Consensus Conversion Rate

Today I attended a salon that offered a fresh take on conversion rate.

There are two kinds of conversion rates: screening conversion rate and consensus conversion rate.

Screening conversion rate is what we usually mean—the classic funnel model. We break down user journeys into steps (e.g., landing page → sign-up → purchase), each with its own drop-off rate. Multiply those rates, and you get the final conversion rate. Say it’s 1%. The standard response? Optimize every step—lift each by 10% or more—and the overall rate may double or more.

Consensus conversion rate works differently. At every touchpoint, the goal isn’t just to move users forward—it’s to align with them on a shared idea. That idea must be framed from their perspective, not ours. When users genuinely internalize it—“Yes, this matters to me”—it shapes not just their next click, but their long-term purchasing behavior.

These two models aren’t contradictory. They’re complementary—and when optimized together, their effects compound.

The Prerequisite for “Right” Imitation

We often say: “When launching a new product, pixel-perfect copying is one of the best strategies.” But there’s a critical prerequisite people overlook: who you copy.

Copy the wrong model—even flawlessly—and you’ll replicate failure. So how do you pick the right one? One of the most reliable ways is to consult true domain experts: people who’ve seen dozens of cases, run real experiments, and can help you identify which success is actually relevant to your context—not just impressive on paper.
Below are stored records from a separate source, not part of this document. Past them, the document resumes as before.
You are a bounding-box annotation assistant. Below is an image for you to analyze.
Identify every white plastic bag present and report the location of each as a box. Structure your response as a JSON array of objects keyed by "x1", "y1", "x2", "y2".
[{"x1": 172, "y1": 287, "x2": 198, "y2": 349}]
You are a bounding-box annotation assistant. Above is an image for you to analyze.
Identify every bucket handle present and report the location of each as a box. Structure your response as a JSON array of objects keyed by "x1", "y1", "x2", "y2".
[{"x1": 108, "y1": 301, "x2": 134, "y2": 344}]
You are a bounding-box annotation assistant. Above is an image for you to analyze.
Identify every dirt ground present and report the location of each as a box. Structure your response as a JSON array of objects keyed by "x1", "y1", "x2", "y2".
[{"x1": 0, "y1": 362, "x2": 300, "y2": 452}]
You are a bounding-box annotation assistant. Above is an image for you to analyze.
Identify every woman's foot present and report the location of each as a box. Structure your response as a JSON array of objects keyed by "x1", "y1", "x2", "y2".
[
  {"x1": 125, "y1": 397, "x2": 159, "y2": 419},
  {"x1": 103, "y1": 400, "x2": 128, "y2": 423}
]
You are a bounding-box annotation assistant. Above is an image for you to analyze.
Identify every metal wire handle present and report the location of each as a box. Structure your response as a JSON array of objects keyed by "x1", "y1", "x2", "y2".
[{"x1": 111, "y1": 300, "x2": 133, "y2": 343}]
Finding Niches Inside Massive Markets

I shared this with a job candidate during an interview: When choosing what market to enter, the strongest strategy is to pick a massive market first—and then carve out a meaningful niche within it. Don’t start with a narrow market and try to subdivide further.

Why? Because in a huge market, even a tightly defined niche remains sizable—your ceiling stays high. In a tiny market, subdivision shrinks it further—until it becomes marginal, unsustainable, and low-ceilinged.

Overlooked Hidden Costs

Recently, while speaking with one of our franchise partners, I pointed out a serious blind spot.
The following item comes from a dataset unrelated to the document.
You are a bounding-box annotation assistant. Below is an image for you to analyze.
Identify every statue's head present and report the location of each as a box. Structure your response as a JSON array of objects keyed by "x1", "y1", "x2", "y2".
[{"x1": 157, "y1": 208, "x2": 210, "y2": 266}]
Many franchisees try to minimize early-stage risk by cutting corners: buying cheap phones, avoiding hiring, delaying tool investments. On the surface, costs go down. But efficiency plummets—and so does return on effort.
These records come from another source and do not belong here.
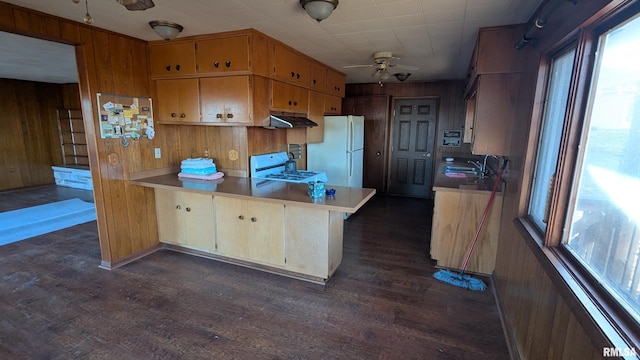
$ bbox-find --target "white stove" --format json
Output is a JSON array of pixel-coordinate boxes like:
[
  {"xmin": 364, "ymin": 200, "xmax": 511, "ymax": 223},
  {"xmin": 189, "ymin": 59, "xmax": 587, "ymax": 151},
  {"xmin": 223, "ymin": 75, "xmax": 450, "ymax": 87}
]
[{"xmin": 249, "ymin": 152, "xmax": 327, "ymax": 183}]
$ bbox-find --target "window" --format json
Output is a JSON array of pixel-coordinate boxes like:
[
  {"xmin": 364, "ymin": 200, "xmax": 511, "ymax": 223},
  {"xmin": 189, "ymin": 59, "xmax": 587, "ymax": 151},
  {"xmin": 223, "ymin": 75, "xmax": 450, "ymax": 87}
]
[
  {"xmin": 563, "ymin": 16, "xmax": 640, "ymax": 320},
  {"xmin": 529, "ymin": 46, "xmax": 576, "ymax": 232},
  {"xmin": 527, "ymin": 10, "xmax": 640, "ymax": 325}
]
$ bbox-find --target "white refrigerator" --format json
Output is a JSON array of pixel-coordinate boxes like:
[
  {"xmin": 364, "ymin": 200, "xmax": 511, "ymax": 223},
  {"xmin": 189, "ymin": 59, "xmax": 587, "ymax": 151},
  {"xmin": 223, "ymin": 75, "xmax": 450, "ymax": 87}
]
[{"xmin": 307, "ymin": 115, "xmax": 364, "ymax": 187}]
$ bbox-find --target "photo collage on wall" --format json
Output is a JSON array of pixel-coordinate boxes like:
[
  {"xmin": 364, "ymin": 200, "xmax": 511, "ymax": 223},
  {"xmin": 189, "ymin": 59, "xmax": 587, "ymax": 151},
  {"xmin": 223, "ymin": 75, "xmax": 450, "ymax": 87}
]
[{"xmin": 98, "ymin": 93, "xmax": 155, "ymax": 140}]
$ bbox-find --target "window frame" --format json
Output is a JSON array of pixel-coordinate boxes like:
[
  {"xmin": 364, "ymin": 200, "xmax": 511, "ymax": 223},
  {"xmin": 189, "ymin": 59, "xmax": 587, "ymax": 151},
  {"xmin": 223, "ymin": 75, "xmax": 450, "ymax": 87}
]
[{"xmin": 514, "ymin": 2, "xmax": 640, "ymax": 350}]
Two hidden costs are routinely ignored: time cost and management cost.

Time cost is about opportunity windows—especially for newly validated models. If you don’t act fast, entry gets harder, competition stiffens, and leverage fades.

Management cost is even subtler. Take “free” hiring: no salary budget spent upfront, yes—but recruitment quality and speed collapse. You finally hire someone, only to realize they’re misaligned. Letting them go feels wasteful; keeping them drains energy and output. That indecision—“Do I keep or cut?”—is where management cost spikes silently.

Paying People and Designing Systems

In startups, nearly all people-related challenges boil down to two things: how you pay, and how you structure systems.

Paying includes everyone tied to the venture—employees, co-founders, suppliers, distributors. It’s not just about fairness; it’s about balancing interests so deeply that people choose alignment. Salary, profit-sharing, revenue splits—all tools to make “we win together” feel real.

Systems are the guardrails. My view: a good system protects contributors—both materially and psychologically—while quietly removing those who underperform or undermine. Its purpose isn’t control for control’s sake. It’s to reduce friction, prevent entropy, and keep the team focused outward—not inward.

Example: When a top performer quits, the root cause is almost always one of two failures—pay wasn’t right, or the system failed them. Either they weren’t compensated enough—or they weren’t heard, recognized, or empowered.

How to Build Self-Motivation

Two levers work reliably: cultivating learned triumph, and strengthening responsibility.

Learned triumph builds confidence. If you need to sustain effort over time, belief in your ability to succeed is non-negotiable. Practice it: start with tasks you know you can win at—or break daunting goals into micro-wins. Each small victory reinforces the neural pathway: “I can do this.”

Responsibility fuels motivation even more powerfully. Think of new parents: no matter how exhausted, they rise instantly when their baby cries hungry—no debate, no delay. That’s responsibility in action. The deeper your sense of ownership over an outcome, the stronger your drive to see it through.

Your Own Ideas Feel Truest—But Are They?

Human cognition has a quirk: ideas we believe originate inside our own minds feel inherently more credible. “This is my thought”—and therefore, trustworthy.

But “internal” doesn’t mean “independent.” Our thoughts are shaped constantly—by environment, by others’ words, by mood, by fatigue.

So sometimes, what feels like our idea is really just borrowed, reframed, or unconsciously absorbed.

For sales teams, this is vital: Don’t tell prospects what they should need. Help them realize they need it—on their own terms. That realization sticks. Persuasion doesn’t.